Grottareale, Pantano, Seminario, Frassitelli, Pietrabianca sono i nomi delle località battute e rastrellate da Michele.

Lastre di eternit, materiali bituminosi, scarti di lavorazione industriale ed edile: questo è quanto rinvenuto nelle viscere di quei luoghi, grazie all’operato di Michele.

Un giorno, mentre perlustrava un terreno di proprietà della Regione Campania, scoperchiò uno sconveniente vaso di Pandora: lì, le ecomafie, avevano sotterrato metri e metri cubi di plastica, gomma, residui di metalli ferrosi.

“Un passo falso” che crea imbarazzi e “problemi” ai piani alti. E non solo. Una notte, i suoi cani furono avvelenati. Doveva essere un segnale intimidatorio, uno di quelli che, secondo il codice d’Onore del Sistema, va attuato per imprimere paura. Invece, Michele ne ricavò ancor più rabbiosa e convinta determinazione.
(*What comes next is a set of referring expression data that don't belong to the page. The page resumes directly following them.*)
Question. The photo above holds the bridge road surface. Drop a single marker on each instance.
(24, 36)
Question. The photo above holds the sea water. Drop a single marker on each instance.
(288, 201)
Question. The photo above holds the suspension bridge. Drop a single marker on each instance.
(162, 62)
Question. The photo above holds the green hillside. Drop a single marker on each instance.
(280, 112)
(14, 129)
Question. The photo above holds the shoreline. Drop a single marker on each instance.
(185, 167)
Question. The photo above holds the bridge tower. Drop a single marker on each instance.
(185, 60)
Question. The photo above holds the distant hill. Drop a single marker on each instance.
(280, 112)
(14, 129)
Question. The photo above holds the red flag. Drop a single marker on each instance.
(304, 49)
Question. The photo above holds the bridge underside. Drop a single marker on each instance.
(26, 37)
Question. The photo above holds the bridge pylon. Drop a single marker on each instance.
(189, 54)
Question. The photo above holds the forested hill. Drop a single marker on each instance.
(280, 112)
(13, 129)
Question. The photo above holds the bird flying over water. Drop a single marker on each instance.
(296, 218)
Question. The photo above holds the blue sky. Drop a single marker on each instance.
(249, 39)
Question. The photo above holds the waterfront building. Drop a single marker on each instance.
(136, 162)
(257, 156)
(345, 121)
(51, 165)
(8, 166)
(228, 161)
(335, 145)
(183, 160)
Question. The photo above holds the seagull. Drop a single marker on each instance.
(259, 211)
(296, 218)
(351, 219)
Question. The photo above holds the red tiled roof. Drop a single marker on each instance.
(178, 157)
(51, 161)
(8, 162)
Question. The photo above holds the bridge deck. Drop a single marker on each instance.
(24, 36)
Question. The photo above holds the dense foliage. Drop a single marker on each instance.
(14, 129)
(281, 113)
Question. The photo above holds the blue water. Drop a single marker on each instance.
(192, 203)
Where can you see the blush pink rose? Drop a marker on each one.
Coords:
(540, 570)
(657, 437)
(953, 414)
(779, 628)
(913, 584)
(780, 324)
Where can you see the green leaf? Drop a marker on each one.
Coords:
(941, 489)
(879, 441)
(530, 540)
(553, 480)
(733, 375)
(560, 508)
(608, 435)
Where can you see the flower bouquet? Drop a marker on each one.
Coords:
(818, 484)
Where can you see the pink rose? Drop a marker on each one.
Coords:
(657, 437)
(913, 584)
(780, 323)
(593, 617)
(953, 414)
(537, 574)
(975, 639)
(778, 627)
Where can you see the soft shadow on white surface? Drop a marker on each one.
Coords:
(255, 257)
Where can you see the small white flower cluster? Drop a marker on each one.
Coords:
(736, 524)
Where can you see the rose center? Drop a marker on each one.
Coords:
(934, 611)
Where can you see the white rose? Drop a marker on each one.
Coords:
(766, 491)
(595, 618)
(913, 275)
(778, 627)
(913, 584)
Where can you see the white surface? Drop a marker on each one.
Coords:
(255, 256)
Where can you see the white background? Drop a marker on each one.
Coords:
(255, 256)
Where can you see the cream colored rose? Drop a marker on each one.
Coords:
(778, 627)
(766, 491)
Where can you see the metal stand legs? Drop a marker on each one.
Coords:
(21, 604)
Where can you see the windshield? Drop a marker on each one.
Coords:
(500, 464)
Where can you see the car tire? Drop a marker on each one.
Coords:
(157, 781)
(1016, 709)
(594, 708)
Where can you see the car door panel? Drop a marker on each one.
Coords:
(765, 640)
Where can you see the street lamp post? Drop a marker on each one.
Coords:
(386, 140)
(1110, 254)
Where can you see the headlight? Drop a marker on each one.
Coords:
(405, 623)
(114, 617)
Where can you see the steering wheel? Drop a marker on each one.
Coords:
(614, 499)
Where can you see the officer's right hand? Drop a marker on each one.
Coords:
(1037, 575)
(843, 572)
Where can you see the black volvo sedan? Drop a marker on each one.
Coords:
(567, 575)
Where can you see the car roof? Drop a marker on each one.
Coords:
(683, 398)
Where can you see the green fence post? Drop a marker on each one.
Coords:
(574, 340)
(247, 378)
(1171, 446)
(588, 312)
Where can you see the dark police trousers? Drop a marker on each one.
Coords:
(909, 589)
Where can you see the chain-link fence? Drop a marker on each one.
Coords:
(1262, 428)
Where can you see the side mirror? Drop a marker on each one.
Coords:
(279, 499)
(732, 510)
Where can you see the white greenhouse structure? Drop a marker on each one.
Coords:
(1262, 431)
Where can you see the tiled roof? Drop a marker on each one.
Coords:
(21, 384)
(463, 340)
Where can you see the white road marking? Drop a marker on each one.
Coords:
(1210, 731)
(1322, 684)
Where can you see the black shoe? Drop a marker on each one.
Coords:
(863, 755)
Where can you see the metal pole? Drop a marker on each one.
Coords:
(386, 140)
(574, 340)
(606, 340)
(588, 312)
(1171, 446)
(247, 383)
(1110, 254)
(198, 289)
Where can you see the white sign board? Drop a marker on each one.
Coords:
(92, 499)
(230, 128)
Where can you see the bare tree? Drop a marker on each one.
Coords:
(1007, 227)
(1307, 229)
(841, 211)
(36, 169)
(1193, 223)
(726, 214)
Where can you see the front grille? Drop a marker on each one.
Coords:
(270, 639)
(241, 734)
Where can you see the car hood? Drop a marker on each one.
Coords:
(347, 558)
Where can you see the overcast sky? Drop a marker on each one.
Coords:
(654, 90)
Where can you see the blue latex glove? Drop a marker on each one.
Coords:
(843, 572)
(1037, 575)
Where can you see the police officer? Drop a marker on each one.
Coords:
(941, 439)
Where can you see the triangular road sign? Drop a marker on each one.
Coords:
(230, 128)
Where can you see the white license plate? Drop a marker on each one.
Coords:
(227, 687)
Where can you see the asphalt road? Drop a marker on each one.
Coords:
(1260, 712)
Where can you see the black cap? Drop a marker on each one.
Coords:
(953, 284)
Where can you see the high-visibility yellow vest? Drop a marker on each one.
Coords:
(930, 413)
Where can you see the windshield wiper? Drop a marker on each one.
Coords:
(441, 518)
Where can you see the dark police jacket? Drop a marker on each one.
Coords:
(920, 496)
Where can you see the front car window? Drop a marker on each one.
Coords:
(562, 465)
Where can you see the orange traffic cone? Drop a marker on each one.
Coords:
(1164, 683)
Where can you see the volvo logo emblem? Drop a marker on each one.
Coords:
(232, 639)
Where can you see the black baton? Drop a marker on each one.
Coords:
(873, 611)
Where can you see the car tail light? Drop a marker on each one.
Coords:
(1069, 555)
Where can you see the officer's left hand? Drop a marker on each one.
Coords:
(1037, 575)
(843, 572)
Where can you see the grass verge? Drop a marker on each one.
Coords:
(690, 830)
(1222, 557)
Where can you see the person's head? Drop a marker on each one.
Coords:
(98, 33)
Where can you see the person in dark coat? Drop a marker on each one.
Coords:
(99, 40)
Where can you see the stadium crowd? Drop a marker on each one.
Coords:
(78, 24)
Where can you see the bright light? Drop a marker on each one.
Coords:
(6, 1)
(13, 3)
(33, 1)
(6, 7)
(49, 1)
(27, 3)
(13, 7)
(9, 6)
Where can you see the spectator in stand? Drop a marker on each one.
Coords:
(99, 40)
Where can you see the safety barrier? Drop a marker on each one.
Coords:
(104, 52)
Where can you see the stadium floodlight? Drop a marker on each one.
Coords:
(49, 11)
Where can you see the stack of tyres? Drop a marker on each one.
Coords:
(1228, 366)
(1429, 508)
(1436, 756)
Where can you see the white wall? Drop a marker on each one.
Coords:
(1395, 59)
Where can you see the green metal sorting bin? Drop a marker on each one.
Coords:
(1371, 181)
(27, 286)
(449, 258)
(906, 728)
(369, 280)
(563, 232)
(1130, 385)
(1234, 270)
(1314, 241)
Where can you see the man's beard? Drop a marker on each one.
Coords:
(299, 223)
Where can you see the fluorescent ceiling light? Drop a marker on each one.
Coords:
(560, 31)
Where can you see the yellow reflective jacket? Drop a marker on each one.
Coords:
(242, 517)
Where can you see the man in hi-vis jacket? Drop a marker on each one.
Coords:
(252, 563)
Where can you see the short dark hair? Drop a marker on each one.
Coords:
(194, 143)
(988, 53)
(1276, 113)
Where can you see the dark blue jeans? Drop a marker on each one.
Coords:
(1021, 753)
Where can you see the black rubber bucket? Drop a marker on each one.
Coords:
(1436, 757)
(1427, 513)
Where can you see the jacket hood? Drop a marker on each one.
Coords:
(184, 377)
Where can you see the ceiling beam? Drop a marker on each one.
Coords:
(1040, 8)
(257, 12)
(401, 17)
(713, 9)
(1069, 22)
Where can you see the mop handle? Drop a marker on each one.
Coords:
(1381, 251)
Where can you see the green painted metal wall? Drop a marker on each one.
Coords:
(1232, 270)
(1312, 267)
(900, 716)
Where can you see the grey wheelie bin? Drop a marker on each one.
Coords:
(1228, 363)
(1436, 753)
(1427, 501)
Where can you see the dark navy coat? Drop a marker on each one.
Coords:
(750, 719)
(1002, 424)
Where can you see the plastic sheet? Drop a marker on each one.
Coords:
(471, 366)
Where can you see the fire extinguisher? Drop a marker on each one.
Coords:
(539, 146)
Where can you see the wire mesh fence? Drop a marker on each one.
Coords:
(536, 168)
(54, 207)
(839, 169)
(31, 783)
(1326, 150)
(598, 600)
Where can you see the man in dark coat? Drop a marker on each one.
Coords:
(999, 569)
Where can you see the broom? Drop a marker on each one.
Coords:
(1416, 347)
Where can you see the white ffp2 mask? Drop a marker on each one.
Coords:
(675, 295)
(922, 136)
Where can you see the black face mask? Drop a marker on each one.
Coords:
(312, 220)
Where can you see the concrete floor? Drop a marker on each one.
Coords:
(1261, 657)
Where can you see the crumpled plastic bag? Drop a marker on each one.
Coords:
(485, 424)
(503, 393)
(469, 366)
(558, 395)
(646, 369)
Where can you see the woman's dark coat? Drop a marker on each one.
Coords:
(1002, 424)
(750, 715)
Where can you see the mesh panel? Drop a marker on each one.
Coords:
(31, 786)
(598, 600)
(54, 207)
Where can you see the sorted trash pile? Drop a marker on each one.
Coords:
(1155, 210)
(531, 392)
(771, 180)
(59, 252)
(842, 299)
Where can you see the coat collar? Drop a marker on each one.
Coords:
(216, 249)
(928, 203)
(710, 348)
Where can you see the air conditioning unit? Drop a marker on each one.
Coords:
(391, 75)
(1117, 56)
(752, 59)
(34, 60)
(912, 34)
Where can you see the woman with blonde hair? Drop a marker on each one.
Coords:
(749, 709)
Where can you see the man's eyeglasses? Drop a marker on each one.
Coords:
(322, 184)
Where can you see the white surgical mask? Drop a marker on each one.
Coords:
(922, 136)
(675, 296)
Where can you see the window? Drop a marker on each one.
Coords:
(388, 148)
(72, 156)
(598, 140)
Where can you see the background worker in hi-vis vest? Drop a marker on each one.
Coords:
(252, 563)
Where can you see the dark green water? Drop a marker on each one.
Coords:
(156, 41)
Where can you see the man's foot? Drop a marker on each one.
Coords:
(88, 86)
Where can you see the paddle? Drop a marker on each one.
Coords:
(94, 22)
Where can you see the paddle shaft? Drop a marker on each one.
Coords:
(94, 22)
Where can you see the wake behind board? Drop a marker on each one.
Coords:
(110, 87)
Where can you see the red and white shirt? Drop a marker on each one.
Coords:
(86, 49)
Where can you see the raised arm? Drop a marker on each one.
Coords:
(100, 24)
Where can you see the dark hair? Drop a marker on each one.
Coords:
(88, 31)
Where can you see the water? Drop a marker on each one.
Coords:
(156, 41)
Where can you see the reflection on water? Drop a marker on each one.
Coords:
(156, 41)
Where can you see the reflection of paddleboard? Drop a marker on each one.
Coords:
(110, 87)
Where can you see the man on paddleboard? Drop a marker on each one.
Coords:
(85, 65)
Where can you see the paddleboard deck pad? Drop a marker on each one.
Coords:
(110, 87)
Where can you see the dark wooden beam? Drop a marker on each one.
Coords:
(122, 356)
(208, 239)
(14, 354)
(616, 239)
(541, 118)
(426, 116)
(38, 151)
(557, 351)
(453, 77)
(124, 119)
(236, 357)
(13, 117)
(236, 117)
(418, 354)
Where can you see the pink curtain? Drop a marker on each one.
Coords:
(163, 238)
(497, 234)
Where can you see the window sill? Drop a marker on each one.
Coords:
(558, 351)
Improvvisamente ed inspiegabilmente, però, venne trasferito a fare il piantone nel Castello Baronale, per un paio di anni.

Quando gli fu concesso di riprendere la sua battaglia contro “i signori dei veleni”, si mise nuovamente a fiutare le tracce lasciate dagli avvelenatori, ma, intanto, il veleno s’era insinuato nei polmoni e negli organi vitali. Anche quando, all’età di59 anni, ha scoperto di essere condannato a morte certa, non ha deposto le armi. O meglio, l’arma, quell’unica e sola arma che ha scandito la sua ammirevole battaglia: il coraggio.

Cercava soprattutto i ragazzi, i più giovani, instancabilmente.

Per insegnare loro l’importanza di difendere la propria terra.

“Quella che aveva ereditato dai suoi genitori e che si vergognava di lasciare, così com’era, stuprata e moribonda, a suo figlio.”

Così Michele parlava ai giovani.

Per mantenere vivo, il suo nome, il suo esempio e soprattutto gli insegnamenti, etici e morali, che Michele Liguori, un eroe d’altri tempi, catapultato nell’era contemporanea, ci ha lasciato in eredità, la scuola statale secondaria di primo grado, a indirizzo musicale, “Ferrajolo-Capasso” e il Comune gli intitoleranno l’auditorium.

La cerimonia d’inaugurazione si terrà lunedì, 15 dicembre 2014 in via Madonnelle, alle ore 16.30, a un anno circa di distanza dalla scomparsa di un uomo comune morto da eroe.